Since the concentration of OH- ions is twice the concentration of Mg2+ ions, we can represent it as 2x:
(1.2x10^-11) = [Mg2+](2x)^2
(1.2x10^-11) = 4x^3

Solving for x, we get x ≈ 3.08x10^-4.

This value represents the concentration of OH- ions (and Mg2+ ions) in pure water.
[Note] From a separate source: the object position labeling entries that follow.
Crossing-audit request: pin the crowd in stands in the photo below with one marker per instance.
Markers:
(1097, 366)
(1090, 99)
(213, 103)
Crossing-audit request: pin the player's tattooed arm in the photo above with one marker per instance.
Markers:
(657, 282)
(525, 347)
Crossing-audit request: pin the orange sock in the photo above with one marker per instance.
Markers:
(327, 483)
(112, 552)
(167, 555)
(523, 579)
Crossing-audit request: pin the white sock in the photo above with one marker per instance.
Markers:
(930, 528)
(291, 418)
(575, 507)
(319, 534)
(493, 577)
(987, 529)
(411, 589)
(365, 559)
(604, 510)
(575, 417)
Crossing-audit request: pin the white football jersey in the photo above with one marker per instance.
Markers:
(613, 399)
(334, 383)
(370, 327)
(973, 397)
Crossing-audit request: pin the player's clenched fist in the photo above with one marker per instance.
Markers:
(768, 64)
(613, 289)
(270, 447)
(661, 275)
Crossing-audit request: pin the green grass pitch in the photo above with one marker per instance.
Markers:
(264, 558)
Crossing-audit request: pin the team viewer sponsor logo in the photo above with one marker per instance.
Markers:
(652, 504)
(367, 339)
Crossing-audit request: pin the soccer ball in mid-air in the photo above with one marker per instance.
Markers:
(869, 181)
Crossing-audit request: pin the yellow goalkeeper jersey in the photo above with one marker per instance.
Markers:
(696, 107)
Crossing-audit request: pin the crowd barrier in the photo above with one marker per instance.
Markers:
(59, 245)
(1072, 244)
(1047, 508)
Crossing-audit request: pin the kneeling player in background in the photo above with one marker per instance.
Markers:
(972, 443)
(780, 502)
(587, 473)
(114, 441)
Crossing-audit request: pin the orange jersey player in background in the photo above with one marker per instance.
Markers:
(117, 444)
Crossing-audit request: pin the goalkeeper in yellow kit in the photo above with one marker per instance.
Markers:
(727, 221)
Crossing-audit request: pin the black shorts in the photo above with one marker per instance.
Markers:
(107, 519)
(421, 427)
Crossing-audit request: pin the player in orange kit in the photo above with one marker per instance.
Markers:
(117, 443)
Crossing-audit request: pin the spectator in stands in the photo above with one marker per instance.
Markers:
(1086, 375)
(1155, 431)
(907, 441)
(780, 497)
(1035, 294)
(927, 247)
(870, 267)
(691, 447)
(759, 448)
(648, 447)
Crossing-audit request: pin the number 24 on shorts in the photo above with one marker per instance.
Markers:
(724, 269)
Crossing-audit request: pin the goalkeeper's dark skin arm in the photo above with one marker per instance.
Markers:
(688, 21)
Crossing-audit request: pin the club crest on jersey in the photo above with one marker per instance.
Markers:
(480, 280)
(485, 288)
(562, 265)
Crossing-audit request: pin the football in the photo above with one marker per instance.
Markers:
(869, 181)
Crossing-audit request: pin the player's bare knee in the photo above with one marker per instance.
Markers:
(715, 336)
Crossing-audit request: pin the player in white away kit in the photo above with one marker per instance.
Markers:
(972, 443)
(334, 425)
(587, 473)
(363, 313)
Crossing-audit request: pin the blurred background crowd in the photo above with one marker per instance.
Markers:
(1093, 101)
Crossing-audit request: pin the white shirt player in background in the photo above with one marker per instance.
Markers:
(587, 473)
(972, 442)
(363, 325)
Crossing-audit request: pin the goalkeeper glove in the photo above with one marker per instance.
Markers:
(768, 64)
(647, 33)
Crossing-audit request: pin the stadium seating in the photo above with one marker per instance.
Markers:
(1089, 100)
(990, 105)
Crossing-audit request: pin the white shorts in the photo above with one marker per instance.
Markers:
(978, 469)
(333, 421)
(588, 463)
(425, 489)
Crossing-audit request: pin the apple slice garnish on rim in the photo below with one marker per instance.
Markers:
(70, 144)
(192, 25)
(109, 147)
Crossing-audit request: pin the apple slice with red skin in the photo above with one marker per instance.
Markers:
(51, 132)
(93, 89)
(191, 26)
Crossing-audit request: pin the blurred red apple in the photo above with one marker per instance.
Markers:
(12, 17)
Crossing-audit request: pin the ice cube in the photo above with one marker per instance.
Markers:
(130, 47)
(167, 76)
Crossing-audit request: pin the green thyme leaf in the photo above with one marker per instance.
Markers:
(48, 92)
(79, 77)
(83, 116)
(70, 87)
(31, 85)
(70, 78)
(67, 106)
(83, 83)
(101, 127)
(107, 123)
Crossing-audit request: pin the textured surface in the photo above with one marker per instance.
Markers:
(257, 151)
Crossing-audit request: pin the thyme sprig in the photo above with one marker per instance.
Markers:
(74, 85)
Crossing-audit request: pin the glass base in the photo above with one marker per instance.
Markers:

However, in the presence of NH3, the NH3 will react with OH- to form NH4+ and water according to the equation: OH- + NH3 ⇌ NH4OH

To consider this reaction, we need to use the Kb value of NH3, which is 1.8x10^-5. Kb is the base dissociation constant and represents the equilibrium constant for the reaction: NH4OH ⇌ NH4+ + OH-

Using the Kb expression, we have:
Kb = [NH4+][OH-]/[NH4OH]

Given that we want to find the concentration of OH-, which we'll denote as [OH-]eq (equilibrium concentration), we can rearrange the equation to isolate [OH-]:
[OH-]eq = (Kb × [NH4OH])/[NH4+]

Now, in this case, we have an excess of NH4OH due to the presence of NH3. NH4OH is weak and will only partially dissociate, so we can roughly assume that the equilibrium concentration of NH4OH will be equal to the initial concentration since it is already small.

Using the initial concentration of NH4OH as [NH4OH] = 0.10 M, and assuming [NH4+] is negligible, we can calculate the equilibrium concentration of OH-:
[OH-]eq ≈ (1.8x10^-5 × 0.10)/(0.10) = 1.8x10^-5

This means that the concentration of OH- in the presence of NH3 is approximately 1.8x10^-5 M.

Therefore, the molar solubility of Mg(OH)2 in the presence of 0.10 M NH3 is approximately 3.08x10^-4 M, and the equilibrium concentration of OH- is approximately 1.8x10^-5 M.